Tankpreisrabatt ja, Entlastung für Fahrgäste nein
Dass die Finanzierung durch den Bund unsicher zu sein scheint, habe in der Branche und der Politik „blankes Entsetzen“ ausgelöst, sagte ein Insider der Berliner Zeitung. „Das Thema schwelt schon seit Längerem.“ Viele Akteure hätten zuletzt eine klares Bekenntnis von Bundesverkehrsminister Volker Wissing und Bundesfinanzminister Christian Lindner (beide FDP) vermisst. „Jetzt wird das gesamte Vorhaben in Frage gestellt – noch dazu auf den letzten Drücker.“ Dabei brauche die notwendige Gesetzesergänzung Zeit, und auch die BVG, die S-Bahn und die übrigen Verkehrsbetriebe benötigen einige Wochen, um sich vorzubereiten.

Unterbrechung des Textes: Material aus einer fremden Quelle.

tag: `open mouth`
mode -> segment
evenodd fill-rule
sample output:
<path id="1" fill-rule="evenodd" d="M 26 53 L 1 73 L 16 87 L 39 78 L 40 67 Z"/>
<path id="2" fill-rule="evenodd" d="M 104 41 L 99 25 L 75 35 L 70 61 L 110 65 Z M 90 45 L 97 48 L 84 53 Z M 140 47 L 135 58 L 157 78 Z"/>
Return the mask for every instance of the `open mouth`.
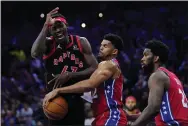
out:
<path id="1" fill-rule="evenodd" d="M 57 33 L 56 36 L 57 36 L 58 39 L 63 39 L 64 38 L 64 35 L 62 33 Z"/>
<path id="2" fill-rule="evenodd" d="M 144 65 L 143 63 L 141 63 L 141 67 L 144 68 L 144 66 L 145 66 L 145 65 Z"/>

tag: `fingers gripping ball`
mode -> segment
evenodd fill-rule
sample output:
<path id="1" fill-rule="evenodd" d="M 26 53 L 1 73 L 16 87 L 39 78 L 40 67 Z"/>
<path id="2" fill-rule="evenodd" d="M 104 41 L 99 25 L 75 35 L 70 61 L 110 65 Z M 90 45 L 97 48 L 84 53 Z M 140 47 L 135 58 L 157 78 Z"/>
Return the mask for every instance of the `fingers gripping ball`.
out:
<path id="1" fill-rule="evenodd" d="M 60 120 L 68 113 L 68 103 L 63 97 L 59 96 L 43 106 L 43 111 L 48 119 Z"/>

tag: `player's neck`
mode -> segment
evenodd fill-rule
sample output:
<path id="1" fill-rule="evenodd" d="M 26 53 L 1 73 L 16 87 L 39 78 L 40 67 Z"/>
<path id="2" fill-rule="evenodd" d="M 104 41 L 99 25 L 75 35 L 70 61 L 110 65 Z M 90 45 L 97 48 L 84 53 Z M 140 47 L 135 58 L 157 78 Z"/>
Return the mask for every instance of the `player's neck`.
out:
<path id="1" fill-rule="evenodd" d="M 165 67 L 165 65 L 164 64 L 155 64 L 153 72 L 155 72 L 159 67 Z"/>
<path id="2" fill-rule="evenodd" d="M 105 60 L 112 60 L 114 58 L 116 58 L 116 57 L 115 56 L 108 56 L 108 57 L 105 58 Z"/>
<path id="3" fill-rule="evenodd" d="M 59 44 L 60 44 L 61 46 L 66 46 L 66 45 L 68 45 L 70 42 L 71 42 L 71 41 L 69 40 L 69 36 L 67 35 L 67 36 L 62 40 L 62 42 L 59 42 Z"/>

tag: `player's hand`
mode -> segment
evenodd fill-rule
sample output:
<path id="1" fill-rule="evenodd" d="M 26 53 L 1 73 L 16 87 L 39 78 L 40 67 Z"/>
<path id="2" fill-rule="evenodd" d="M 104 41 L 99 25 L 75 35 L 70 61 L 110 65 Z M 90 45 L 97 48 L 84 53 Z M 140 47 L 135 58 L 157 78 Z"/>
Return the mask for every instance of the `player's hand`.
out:
<path id="1" fill-rule="evenodd" d="M 55 22 L 55 19 L 52 18 L 53 14 L 56 14 L 59 10 L 59 7 L 56 7 L 55 9 L 53 9 L 52 11 L 50 11 L 47 15 L 46 15 L 46 22 L 45 24 L 48 25 L 52 25 Z"/>
<path id="2" fill-rule="evenodd" d="M 63 74 L 54 75 L 54 79 L 52 79 L 48 84 L 54 83 L 53 89 L 62 87 L 70 79 L 70 74 L 65 72 Z"/>
<path id="3" fill-rule="evenodd" d="M 55 97 L 57 97 L 59 94 L 58 89 L 55 89 L 48 94 L 45 95 L 44 100 L 43 100 L 43 106 L 47 106 L 48 103 L 53 100 Z"/>
<path id="4" fill-rule="evenodd" d="M 132 126 L 132 124 L 133 124 L 133 122 L 131 122 L 131 121 L 127 122 L 127 126 Z"/>

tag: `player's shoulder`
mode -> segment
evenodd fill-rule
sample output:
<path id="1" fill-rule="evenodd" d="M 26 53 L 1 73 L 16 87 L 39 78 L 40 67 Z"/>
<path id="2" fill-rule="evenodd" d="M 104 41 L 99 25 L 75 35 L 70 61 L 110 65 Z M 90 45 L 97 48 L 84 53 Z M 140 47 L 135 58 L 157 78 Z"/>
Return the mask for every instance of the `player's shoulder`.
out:
<path id="1" fill-rule="evenodd" d="M 46 40 L 47 41 L 52 41 L 53 40 L 53 36 L 46 37 Z"/>
<path id="2" fill-rule="evenodd" d="M 164 82 L 169 81 L 169 77 L 167 76 L 167 74 L 161 70 L 157 70 L 154 73 L 152 73 L 149 79 Z"/>
<path id="3" fill-rule="evenodd" d="M 116 68 L 116 64 L 112 60 L 106 60 L 99 63 L 99 67 Z"/>

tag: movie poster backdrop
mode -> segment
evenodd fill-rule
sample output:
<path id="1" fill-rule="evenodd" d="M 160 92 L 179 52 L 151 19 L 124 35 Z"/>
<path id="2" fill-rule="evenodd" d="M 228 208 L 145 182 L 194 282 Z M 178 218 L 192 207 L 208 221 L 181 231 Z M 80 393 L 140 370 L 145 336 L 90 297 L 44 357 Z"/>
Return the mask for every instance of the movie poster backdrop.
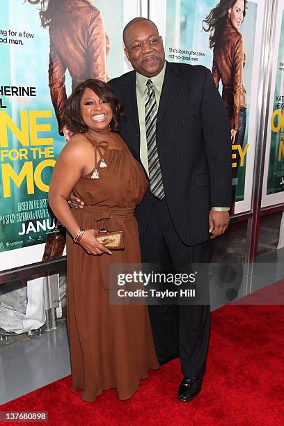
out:
<path id="1" fill-rule="evenodd" d="M 71 2 L 78 13 L 84 8 L 86 10 L 86 7 L 90 9 L 90 19 L 86 16 L 86 20 L 93 26 L 86 26 L 86 31 L 90 30 L 93 38 L 89 43 L 93 49 L 90 56 L 93 55 L 90 61 L 92 72 L 95 75 L 97 68 L 97 46 L 99 49 L 103 42 L 107 50 L 107 78 L 120 75 L 129 70 L 123 53 L 123 29 L 130 19 L 139 15 L 140 1 L 93 1 L 102 17 L 97 22 L 97 11 L 90 3 Z M 68 43 L 65 40 L 61 42 L 67 46 L 65 52 L 61 51 L 58 56 L 52 46 L 58 74 L 54 72 L 49 79 L 51 40 L 49 29 L 40 26 L 40 3 L 32 5 L 23 0 L 1 1 L 0 270 L 40 261 L 47 236 L 63 230 L 49 209 L 47 193 L 55 161 L 65 143 L 58 125 L 60 128 L 65 90 L 69 95 L 74 83 L 68 70 L 68 66 L 72 66 L 72 53 L 67 52 Z M 77 12 L 74 12 L 74 19 Z M 64 16 L 61 10 L 55 15 L 59 31 Z M 76 31 L 76 25 L 73 27 L 72 31 Z M 65 67 L 68 58 L 70 65 Z M 55 61 L 52 65 L 54 64 Z M 104 68 L 102 63 L 99 65 Z M 83 79 L 93 77 L 90 72 L 86 70 Z"/>
<path id="2" fill-rule="evenodd" d="M 269 98 L 262 207 L 284 203 L 284 1 L 279 0 Z"/>

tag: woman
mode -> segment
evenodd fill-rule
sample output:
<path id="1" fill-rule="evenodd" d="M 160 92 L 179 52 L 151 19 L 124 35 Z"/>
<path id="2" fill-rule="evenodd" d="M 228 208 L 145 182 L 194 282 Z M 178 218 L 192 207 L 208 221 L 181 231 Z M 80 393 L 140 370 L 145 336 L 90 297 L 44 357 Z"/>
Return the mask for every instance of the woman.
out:
<path id="1" fill-rule="evenodd" d="M 140 262 L 134 210 L 148 186 L 141 166 L 116 133 L 120 114 L 105 83 L 89 79 L 77 86 L 68 107 L 74 136 L 58 157 L 49 194 L 50 207 L 68 231 L 73 390 L 83 389 L 82 399 L 90 402 L 110 388 L 120 399 L 129 398 L 147 370 L 158 368 L 146 306 L 114 305 L 109 299 L 118 294 L 117 279 L 109 278 L 110 264 Z M 84 200 L 83 209 L 70 210 L 72 190 Z M 98 242 L 95 229 L 104 228 L 123 230 L 124 250 L 111 252 Z"/>
<path id="2" fill-rule="evenodd" d="M 246 56 L 243 39 L 239 29 L 246 15 L 247 0 L 221 0 L 220 3 L 207 15 L 203 22 L 210 32 L 210 47 L 213 48 L 212 76 L 219 88 L 222 81 L 222 97 L 230 116 L 232 143 L 244 144 L 246 121 L 246 93 L 243 84 L 243 68 Z M 237 150 L 232 168 L 233 212 L 239 155 Z"/>
<path id="3" fill-rule="evenodd" d="M 40 17 L 43 28 L 49 29 L 50 53 L 49 86 L 58 125 L 58 132 L 66 142 L 72 132 L 66 125 L 67 104 L 65 85 L 68 70 L 72 89 L 87 79 L 106 81 L 106 55 L 109 40 L 100 10 L 91 6 L 93 0 L 28 0 L 40 3 Z M 65 232 L 47 237 L 42 260 L 62 256 Z"/>
<path id="4" fill-rule="evenodd" d="M 28 0 L 40 3 L 43 28 L 49 29 L 49 86 L 60 134 L 66 142 L 71 132 L 66 126 L 65 74 L 68 70 L 72 88 L 86 79 L 106 81 L 109 40 L 102 17 L 93 0 Z"/>

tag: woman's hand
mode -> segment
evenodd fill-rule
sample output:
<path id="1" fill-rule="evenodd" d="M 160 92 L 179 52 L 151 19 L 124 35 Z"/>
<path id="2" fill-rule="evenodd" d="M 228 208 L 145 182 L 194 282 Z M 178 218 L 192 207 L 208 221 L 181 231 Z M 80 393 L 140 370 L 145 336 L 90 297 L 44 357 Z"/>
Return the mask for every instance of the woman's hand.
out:
<path id="1" fill-rule="evenodd" d="M 231 141 L 232 143 L 235 143 L 235 139 L 236 139 L 237 130 L 235 129 L 231 129 Z"/>
<path id="2" fill-rule="evenodd" d="M 111 251 L 99 243 L 95 237 L 95 232 L 93 229 L 86 229 L 80 239 L 79 244 L 86 250 L 88 254 L 94 256 L 102 255 L 104 253 L 111 255 Z"/>

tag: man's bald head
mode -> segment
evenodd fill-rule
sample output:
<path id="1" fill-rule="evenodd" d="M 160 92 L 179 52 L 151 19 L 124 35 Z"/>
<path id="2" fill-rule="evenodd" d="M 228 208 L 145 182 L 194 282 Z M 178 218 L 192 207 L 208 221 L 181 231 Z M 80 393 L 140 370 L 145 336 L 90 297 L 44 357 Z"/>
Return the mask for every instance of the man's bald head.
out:
<path id="1" fill-rule="evenodd" d="M 154 22 L 134 18 L 123 31 L 125 52 L 136 71 L 149 78 L 157 75 L 165 63 L 163 39 Z"/>
<path id="2" fill-rule="evenodd" d="M 156 29 L 157 33 L 159 34 L 159 31 L 158 31 L 158 29 L 157 29 L 157 26 L 156 24 L 155 24 L 152 21 L 151 21 L 151 19 L 148 19 L 147 18 L 143 18 L 143 17 L 141 17 L 134 18 L 133 19 L 129 21 L 128 22 L 128 24 L 127 24 L 125 25 L 125 26 L 124 27 L 124 29 L 123 29 L 123 42 L 124 42 L 125 47 L 126 47 L 126 42 L 125 42 L 125 40 L 126 40 L 126 33 L 127 32 L 127 30 L 129 29 L 129 28 L 132 27 L 132 25 L 134 25 L 134 24 L 138 23 L 138 22 L 142 22 L 143 21 L 152 24 L 152 25 L 153 25 L 155 26 L 155 28 Z"/>

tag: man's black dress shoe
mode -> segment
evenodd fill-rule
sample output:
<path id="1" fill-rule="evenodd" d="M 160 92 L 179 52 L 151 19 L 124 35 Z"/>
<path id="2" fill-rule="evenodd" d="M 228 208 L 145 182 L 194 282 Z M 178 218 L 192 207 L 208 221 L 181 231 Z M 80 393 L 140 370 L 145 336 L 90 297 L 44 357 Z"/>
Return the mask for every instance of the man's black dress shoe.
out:
<path id="1" fill-rule="evenodd" d="M 201 390 L 203 379 L 203 374 L 197 377 L 184 377 L 178 388 L 178 399 L 187 402 L 195 398 Z"/>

Es sei nachvollziehbar, dass die Bundesländer die volle Sicherheit haben müssen, dass das Geld kommt, gab der Insider zu bedenken. Auch die Geschäftsführer der Unternehmen könnten das geplante Angebot und die Entlastung der Abonnenten erst dann freigeben, wenn die Finanzierung zugesagt sei. „Schließlich gibt es im Nahverkehr noch weitere Finanzthemen. Die Folgen der Corona-Pandemie, die fast überall die Fahrgastzahlen zurückgehen ließen, seien in den Kassen der Nahverkehrsbetriebe weiterhin spürbar. Der Anstieg der Energiepreise ist ein weiteres Problem.“
Wenn der Tankpreisrabatt zum 1. Juni käme, das Neun-Euro-Monatsticket aber nicht, wäre das nicht nur peinlich für die SPD/Grünen/FDP-Koalition. Es wäre auch das falsche Signal, weil Autofahrer früher als andere in den Genuss der angekündigten Entlastung känen.